Sarah’s face had darkened to an austerity it had not appeared capable of taking on moments before, but she calmly raised her eyebrow again and resumed stirring her tea. “It will never work.”
Andromeda snorted. “Oh?”
Sarah glanced up, and smiled humourlessly. “Well, for one thing, if Life is sending me back within the week, surely by the end of world I’ll be . . . in my fifties, at least! I’ll be an old woman, if I’m still alive. Some fresh-faced starry-eyed Messiah I’ll look.”

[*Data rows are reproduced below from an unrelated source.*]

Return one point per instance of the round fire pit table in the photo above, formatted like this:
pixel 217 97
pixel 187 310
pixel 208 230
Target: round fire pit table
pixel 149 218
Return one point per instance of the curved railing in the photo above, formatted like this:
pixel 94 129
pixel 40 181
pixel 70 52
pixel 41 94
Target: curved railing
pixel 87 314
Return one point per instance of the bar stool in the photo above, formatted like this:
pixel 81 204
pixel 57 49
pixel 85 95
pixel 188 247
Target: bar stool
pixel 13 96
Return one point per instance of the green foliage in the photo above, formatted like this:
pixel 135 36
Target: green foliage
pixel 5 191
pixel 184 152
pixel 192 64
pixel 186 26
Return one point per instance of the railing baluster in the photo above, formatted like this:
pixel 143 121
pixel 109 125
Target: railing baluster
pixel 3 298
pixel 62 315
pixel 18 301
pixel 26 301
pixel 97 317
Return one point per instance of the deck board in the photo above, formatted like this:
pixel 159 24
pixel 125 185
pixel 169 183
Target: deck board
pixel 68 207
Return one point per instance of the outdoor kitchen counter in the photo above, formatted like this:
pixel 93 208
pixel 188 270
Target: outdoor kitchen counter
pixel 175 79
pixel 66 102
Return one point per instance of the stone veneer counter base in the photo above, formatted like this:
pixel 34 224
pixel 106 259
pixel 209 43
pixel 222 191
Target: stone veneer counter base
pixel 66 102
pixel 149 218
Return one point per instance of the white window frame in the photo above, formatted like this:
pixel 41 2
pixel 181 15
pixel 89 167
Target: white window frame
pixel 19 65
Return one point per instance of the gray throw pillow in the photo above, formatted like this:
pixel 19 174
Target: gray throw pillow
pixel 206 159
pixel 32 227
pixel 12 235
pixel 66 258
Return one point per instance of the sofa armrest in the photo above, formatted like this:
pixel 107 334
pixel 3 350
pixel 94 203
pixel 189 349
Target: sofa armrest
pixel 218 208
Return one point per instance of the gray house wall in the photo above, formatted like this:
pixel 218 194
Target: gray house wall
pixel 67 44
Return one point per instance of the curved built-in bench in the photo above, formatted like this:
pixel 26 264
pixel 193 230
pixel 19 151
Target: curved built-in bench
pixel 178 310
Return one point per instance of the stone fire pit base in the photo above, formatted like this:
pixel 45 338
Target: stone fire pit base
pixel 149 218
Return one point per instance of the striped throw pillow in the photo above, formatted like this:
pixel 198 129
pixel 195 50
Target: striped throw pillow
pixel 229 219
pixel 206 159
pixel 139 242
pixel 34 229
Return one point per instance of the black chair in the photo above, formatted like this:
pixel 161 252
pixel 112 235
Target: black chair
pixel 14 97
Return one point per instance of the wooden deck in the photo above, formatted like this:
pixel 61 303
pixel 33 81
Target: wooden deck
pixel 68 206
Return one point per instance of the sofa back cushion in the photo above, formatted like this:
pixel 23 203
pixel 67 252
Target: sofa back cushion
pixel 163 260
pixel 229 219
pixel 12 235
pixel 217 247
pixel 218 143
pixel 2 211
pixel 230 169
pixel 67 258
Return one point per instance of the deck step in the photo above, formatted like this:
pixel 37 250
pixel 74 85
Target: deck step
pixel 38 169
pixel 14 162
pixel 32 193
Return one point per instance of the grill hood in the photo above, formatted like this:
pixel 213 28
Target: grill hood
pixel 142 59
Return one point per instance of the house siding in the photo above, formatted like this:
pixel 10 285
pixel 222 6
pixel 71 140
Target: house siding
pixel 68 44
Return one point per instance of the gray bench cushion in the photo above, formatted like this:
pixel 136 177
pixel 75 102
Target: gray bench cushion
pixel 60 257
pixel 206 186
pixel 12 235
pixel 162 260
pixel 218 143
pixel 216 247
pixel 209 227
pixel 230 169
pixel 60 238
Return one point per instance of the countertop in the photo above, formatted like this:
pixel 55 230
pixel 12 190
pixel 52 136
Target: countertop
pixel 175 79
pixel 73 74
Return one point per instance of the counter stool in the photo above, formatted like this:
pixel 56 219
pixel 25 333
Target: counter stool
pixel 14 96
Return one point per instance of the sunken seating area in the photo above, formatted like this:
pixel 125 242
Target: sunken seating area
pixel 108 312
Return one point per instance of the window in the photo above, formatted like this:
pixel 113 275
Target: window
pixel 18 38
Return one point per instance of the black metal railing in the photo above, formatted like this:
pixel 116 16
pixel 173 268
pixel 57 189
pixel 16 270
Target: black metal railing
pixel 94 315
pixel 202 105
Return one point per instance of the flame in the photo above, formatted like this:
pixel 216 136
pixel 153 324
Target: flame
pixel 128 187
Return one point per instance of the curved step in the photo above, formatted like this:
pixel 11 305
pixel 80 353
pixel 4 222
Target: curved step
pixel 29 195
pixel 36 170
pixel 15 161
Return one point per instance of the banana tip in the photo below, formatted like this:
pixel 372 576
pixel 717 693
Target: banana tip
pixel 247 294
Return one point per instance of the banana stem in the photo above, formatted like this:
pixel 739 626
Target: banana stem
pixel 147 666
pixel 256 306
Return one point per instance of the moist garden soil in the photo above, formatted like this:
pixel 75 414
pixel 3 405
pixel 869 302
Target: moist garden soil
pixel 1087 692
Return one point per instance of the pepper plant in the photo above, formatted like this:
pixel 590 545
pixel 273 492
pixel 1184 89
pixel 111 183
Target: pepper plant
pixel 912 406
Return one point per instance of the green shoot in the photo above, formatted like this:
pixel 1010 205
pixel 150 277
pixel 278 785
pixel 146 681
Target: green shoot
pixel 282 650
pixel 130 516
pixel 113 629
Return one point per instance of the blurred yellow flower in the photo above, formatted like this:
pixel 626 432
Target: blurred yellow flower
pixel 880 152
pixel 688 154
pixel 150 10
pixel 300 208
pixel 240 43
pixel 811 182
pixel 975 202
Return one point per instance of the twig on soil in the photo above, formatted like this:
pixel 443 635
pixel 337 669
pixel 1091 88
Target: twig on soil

Andromeda grinned in a manner that was not at all benevolent. “Ah, but you’ve forgotten one trifling detail, little lark. We Cousins have this habit of appearing curiously resilient to time, you know.” With a furling of velvet she produced a photograph from one of her voluminous sleeves and laid it on the table. It was a portrait of Sarah, nearly as glowingly radiant as on the first morning of her holy existence, bright-eyed, cherub-faced, and smiling. Clasped about her neck was a silver eight-rayed star, sacred to her Mother.
Sarah reached over and cautiously drew it to herself with the tip of one finger. “You look like you did before you met me, even!” Andromeda laughed, “That is you in the year 2013, just before the end of the world. You are fifty-three, and don’t look a day over twenty, do you? Interesting, that.”
Sarah said nothing.
“Oh, I’ve forgotten to mention – well, you know me, I wouldn’t ask all this of you and then give you nothing in return,” Andromeda waved her hand airily, “You know me, I excel at scripting lives. I’m almost as good at it, I daresay, as my own Mother, Chaos, and She’s a Goddess, after all. Fame, wealth, power, anything you need – it’s yours. And of course, I’d see to it that you weren’t sent into the world alone . . .”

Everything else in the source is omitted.